Texte intégral
Vu la procédure suivante :
Par une requête et un mémoire, enregistrés le 19 juin 2025 et le 18 septembre 2025, M. B..., représenté par la SCP Eden Avocats, demande au tribunal :
1°) d’annuler l’arrêté du 19 juin 2025 par lequel le préfet de la Seine-Maritime l’a obligé à quitter le territoire français sans délai de départ volontaire, a fixé le pays de renvoi et lui a fait interdiction de retour en France pendant un 1 mois ;
2°) d’enjoindre au préfet de la SEINE-MARITIME de lui délivrer, dans un délai de 8 jours à compter du jugement à intervenir, une autorisation provisoire de séjour dans l’attente du réexamen de sa situation, sous astreinte de cent euros par jour de retard ;
3°) de mettre à la charge de l’Etat le versement à son bénéfice de la somme de 1 500 € sur le fondement de l’article L 761-1 du code de justice administrative.
Il soutient que :
S’agissant de l’obligation de quitter le territoire français :
- elle est signée d’une autorité incompétente ;
- elle est insuffisamment motivée ;
- elle méconnaît son droit d’être entendu ;
- elle est entachée d’erreurs de fait qui démontrent l’absence d’examen particulier de sa situation personnelle, dès lors qu’il a trois enfants et non deux, qu’il détient un passeport en cours de validité et qu’il dispose d’un domicile fixe où il vit avec son épouse et ses enfants ;
- le préfet n’a pas vérifié son droit au séjour en méconnaissance des dispositions de l’article L. 613-1 du code de l'entrée et du séjour des étrangers et du droit d'asile ;
- elle méconnaît l’article 8 de la convention européenne de sauvegarde des droits de l’homme et des libertés fondamentales ;
- elle méconnaît l’article 3-1 de la convention internationale des droits de l'enfant ;
- elle est entachée d’une erreur manifeste dans l’appréciation de ses conséquences sur sa situation personnelle ;
- elle est illégale par exception d’illégalité de la circulaire du ministre de l’intérieur du 12 juin 2025 ;
S’agissant de la décision refusant le délai de départ :
- elle est entachée d’une insuffisance de motivation ;
- elle méconnaît les dispositions de l'article L. 612-2 du code de l'entrée et du séjour des étrangers et du droit d'asile ;
S’agissant de la décision fixant le pays de destination :
- elle est entachée d’une insuffisance de motivation ;
S’agissant de l’interdiction de retour sur le territoire français :
- elle est insuffisamment motivée, dès lors que le préfet n’a pas examiné les 4 critères de l’article L. 612-10 du code de l'entrée et du séjour des étrangers et du droit d'asile ;
- elle est illégale en raison de l’illégalité de l’obligation de quitter le territoire français ;
- elle méconnaît l’article 8 de la convention européenne de sauvegarde des droits de l’homme et des libertés fondamentales ;
- elle est entachée d’une erreur manifeste dans l’appréciation de ses conséquences sur sa situation personnelle ;
Par un mémoire en défense, enregistré le 19 septembre 2025, le préfet de la Seine-Maritime conclut au rejet de la requête.

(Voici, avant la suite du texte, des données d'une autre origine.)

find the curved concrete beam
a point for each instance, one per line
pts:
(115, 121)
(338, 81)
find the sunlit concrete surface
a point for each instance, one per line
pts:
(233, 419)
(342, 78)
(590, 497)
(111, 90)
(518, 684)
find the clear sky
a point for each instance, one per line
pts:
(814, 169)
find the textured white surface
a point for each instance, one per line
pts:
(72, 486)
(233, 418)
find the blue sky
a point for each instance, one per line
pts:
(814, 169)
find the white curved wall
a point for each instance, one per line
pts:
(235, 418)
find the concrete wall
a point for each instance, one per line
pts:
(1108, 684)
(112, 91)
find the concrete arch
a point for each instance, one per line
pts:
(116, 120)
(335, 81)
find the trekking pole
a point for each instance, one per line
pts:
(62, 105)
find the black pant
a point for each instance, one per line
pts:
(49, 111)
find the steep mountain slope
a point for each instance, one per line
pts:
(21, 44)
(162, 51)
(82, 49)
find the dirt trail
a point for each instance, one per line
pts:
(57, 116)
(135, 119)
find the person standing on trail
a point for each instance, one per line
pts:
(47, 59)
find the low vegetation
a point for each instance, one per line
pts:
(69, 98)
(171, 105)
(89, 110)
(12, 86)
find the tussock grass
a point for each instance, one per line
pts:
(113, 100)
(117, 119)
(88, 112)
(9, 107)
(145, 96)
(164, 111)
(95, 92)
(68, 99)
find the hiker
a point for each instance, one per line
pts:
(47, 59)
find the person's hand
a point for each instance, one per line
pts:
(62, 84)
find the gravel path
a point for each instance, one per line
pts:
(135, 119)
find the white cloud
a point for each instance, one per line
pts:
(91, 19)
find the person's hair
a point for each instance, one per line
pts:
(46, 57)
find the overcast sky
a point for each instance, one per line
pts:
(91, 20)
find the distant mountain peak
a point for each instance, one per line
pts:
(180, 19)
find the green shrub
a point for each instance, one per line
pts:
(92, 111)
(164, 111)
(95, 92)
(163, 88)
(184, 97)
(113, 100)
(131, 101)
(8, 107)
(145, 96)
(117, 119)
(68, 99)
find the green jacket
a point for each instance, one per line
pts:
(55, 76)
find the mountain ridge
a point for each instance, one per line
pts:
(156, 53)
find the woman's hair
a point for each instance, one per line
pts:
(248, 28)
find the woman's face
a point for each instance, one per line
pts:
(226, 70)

Il fait valoir que les moyens soulevés par le requérant ne sont pas fondés.
Par ordonnance du 17 juillet 2025, la clôture de l’instruction a été reportée au 7 octobre 2025.
Vu les autres pièces du dossier.
Vu :
- la convention européenne de sauvegarde des droits de l’homme et des libertés fondamentales ;
- la convention internationale relative aux droits de l’enfant ;
- l’accord franco-algérien du 27 décembre 1968 ;
- le code de l’entrée et du séjour des étrangers et du droit d’asile ;
- le code des relations entre le public et l’administration ;
- le code de justice administrative.
La présidente de la formation de jugement a dispensé le rapporteur public, sur sa proposition, de prononcer des conclusions à l’audience.
Les parties ont été régulièrement averties du jour de l’audience ;
Ont été entendus au cours de l’audience publique :
le rapport de M. Baude, premier conseiller,
et les observations de Me Verilhac, pour M. B....
Considérant ce qui suit :
M. B..., ressortissant algérien né en 1984 à Tizi Ouzou, Algérie, est entré en France en janvier 2025 selon les déclarations qu’il a faites lors de son audition. Il a fait l’objet d’un contrôle aux fins de vérification de son droit au séjour le 18 juin 2025. Il demande au tribunal d’annuler l’arrêté du 19 juin 2025 par lequel le préfet de la Seine-Maritime lui a fait obligation de quitter le territoire français sans délai, a fixé le pays de destination et lui a interdit le retour sur le territoire pendant un mois.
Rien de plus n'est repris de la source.